Most writers follow a common pattern and have three main functions: docToFormat, blockToFormat and inlineToFormat. Each converts the Pandoc, Block, and Inline elements, respectively. The XWiki and TEI writers are comparatively simple and suitable samples when taking a first look.

Most writers are self-contained in that most of the conversion code is within a single module. However, newer writers often use a different setup: those are built around modules from an external package. The details of how to serialize the document are not in the writer module itself, but in an external module. The writer only has to convert pandoc's AST into the document representation used by the module. Good examples: commonmark, jira.

DocLayout

All writers build on the doclayout package. It can be thought of as a pretty printer with extra features suitable for lightweight markup languages. E.g., multiple blank lines are collapsed into a single blank line, unless multiple blank lines are specifically requested. This simplifies the code significantly.
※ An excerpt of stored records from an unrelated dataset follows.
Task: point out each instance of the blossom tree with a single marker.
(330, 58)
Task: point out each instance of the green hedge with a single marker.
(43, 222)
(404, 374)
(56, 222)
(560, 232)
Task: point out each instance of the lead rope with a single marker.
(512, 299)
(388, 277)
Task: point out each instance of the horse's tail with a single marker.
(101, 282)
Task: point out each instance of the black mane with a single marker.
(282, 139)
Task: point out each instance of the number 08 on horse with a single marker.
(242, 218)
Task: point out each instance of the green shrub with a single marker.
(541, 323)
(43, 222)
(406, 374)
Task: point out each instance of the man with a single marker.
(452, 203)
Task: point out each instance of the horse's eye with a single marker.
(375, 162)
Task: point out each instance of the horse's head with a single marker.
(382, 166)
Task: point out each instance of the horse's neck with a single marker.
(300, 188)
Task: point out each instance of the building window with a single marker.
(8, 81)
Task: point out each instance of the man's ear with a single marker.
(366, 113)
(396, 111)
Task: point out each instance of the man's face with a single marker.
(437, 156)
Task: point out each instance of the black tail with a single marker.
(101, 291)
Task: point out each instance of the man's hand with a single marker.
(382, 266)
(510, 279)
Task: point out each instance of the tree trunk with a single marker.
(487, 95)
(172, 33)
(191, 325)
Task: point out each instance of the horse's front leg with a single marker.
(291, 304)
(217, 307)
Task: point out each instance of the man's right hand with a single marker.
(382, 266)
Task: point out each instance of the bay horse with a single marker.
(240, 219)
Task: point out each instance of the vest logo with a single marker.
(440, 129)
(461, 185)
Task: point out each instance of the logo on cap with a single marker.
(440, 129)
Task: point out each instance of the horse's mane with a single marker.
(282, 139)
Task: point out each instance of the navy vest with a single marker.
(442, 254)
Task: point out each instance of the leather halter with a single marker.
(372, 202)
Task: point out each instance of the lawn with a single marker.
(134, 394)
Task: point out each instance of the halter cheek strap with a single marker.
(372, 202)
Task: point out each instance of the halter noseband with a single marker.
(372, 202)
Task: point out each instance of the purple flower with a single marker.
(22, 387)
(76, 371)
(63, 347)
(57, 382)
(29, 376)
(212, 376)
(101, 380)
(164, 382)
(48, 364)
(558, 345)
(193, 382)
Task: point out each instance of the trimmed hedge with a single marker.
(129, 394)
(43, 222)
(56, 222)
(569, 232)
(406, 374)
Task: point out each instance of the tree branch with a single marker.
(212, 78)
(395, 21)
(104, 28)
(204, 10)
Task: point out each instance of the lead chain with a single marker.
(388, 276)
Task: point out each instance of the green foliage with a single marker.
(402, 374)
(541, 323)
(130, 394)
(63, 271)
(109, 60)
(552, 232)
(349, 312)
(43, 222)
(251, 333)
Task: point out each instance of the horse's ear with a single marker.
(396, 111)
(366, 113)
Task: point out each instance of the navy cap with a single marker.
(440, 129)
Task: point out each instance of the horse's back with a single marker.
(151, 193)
See the repo at https://github.com/jgm/doclayout, and the hackage documentation

Readers

The same distinction that applies to writers also applies to readers. Readers for XML formats use XML parsing libraries, while plain text formats are parsed with parsec.

Builders

The plain type constructors from the Text.Pandoc.Definition module can be difficult to use, which is why the module Text.Pandoc.Builder exists. It offers functions to conveniently build and combine AST elements.

The most interesting and important types in Builder are Blocks and Inlines. All type constructors use simple lists for sequences of AST elements. Building lists can be awkward and often comes with bad performance characteristics, esp. when appending. The Blocks and Inlines types are better suited for these operations and are therefore used extensively in builder functions.

The builder functions are named with the convention that the suffix With is added if the first argument is an Attr; there is usually another function without that suffix, creating an element with no attributes.

PandocMonad

Looking at the readers and writers, one will notice that they all operate within the PandocMonad type class. This class gives access to options, file operations, and other shared information. The typeclass has two main implementations: one operates in IO, so on the "real world", while the other provides a pure functional interface, suitable to "mock" an environment for testing.

Document modifications

One of the big advantages of a central document structure is that it allows document modifications via a unified interface. This section describes the multiple ways in which the document can be altered.

Walkable

Document traversal happens through the Walkable class in module Text.Pandoc.Walk ([pandoc-types package]).

Transformations

Transformations are simple modifications controllable through command-line options.

Filters

Filters allow to use Lua or any external language to perform document transformations.